Making dinner plans with friends sounds simple enough, but can often turn into the most frustrating part of the week. The exercise always starts with good intentions: Find a restaurant everyone can agree on. But somehow, the discussion turns into a catastrophically long messaging thread with too many options and not enough focus that threatens your patience and your closest relationships. All of sudden, that mid-week presentation that drew you close to tears doesn't look so bad anymore.
Fortunately, the annoyance of restaurant-picking over text is one of the pain points Google is tackling with updates to Google Maps. In addition to the basic directions you already rely on the app for, the new features emphasize discoverability. According to Jen Fitzpatrick, the VP of Google Maps, the chance to learn about the places around us is a tool oft-requested by users.

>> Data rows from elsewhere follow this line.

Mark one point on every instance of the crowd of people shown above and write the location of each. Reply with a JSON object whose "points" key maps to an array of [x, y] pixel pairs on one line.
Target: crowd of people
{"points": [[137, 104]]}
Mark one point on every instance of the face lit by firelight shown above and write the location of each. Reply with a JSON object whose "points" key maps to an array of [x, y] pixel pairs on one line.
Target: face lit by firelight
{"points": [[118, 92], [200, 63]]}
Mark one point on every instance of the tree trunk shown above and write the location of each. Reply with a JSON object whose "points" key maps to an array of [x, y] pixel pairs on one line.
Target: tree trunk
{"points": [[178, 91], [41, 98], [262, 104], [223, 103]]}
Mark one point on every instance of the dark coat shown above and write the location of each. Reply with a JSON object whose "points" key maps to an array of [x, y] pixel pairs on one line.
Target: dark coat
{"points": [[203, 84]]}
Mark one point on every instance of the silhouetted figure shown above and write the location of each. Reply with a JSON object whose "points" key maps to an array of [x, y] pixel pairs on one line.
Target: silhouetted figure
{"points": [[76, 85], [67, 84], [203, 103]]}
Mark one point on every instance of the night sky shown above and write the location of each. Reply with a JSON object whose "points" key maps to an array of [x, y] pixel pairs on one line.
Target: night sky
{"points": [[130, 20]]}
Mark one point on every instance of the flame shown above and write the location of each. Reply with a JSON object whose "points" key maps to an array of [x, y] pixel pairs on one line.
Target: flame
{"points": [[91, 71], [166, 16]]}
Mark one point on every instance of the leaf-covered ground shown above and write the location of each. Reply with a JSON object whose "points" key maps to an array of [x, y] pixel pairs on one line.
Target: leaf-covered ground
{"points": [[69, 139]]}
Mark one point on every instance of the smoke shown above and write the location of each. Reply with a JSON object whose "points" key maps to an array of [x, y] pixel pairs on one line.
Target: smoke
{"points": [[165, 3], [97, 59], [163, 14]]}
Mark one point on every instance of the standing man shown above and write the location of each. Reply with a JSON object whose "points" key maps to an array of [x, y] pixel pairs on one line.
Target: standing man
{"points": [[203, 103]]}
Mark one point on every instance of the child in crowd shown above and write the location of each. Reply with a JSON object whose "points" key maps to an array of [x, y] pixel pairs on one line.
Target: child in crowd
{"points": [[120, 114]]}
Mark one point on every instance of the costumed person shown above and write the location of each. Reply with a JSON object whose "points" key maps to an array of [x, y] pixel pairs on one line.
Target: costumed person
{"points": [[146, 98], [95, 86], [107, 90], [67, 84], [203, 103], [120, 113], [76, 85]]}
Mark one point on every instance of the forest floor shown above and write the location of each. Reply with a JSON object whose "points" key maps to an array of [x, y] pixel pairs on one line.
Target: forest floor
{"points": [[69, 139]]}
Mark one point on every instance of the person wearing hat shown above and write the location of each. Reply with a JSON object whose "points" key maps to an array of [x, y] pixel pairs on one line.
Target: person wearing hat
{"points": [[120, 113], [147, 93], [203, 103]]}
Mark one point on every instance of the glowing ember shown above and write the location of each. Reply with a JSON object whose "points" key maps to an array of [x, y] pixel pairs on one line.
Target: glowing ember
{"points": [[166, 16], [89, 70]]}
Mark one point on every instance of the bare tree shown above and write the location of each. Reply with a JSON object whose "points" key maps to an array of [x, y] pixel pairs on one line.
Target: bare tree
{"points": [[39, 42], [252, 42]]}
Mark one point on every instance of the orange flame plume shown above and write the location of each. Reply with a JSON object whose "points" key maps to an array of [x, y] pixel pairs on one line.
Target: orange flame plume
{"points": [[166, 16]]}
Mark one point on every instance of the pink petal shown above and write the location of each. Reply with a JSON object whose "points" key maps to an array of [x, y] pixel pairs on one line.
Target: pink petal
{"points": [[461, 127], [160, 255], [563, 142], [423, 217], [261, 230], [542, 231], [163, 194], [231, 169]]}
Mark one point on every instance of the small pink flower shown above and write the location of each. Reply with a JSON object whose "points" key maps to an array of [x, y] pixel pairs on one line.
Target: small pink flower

Maps is debuting a reimagining of the "Explore" tab, which Fitzpatrick describes as "pretty basic" up to this point. Through the new tab, you'll be able to see detailed information about nearby restaurants and events, as well as Google-curated lists of what's trending at that moment based on what users are searching for and where people are actually going. There will also be third-party lists from city guides, such as The Infatuation.
This is the service the new Google Maps wants to deliver, a kind of hyper-personalized tour guide in the app. To that end, Google is also unveiling a new "For You" tab, which uses information from three sources — your location history (you can turn it on in Settings), any ratings or reviews you've left, and preferences you explicitly tell Google — to suggest picks.
"What if everyone could be in the spot where you have the inside scoop and someone’s telling you, 'Hey there’s a new place coming' or 'there’s a new place that just opened, and it’s the type of place I suspect you want to know about,'" Fitzpatrick says of the role "For You" serves.
To start, "For You" will focus on dining, although Fitzpatrick says you can expect it to expand over time. Every item that is included in the tab will come with a match score — similar to the kind you see for matches on OkCupid — that indicates how closely a restaurant or bar aligns with your interests. You can tap on the score to find out why Google is suggesting it to you.
Here's where that restaurant decision-making help for you and your friends comes in: When you find a few restaurants you like, you can press and hold on each to pull it into a list. Then, text that list to friends and each can vote for the spot they like. A process that used to take hours — from finding the restaurants, to typing them in, and polling via text — now takes seconds. You won't need to send individual links to each restaurant or even answer questions about where the Thai place is located, because it's all right there.
If you find yourself worrying you're getting caught in a dining bubble, sticking to spots that only match your preferences, there's an easy way to break out: Just tap Explore.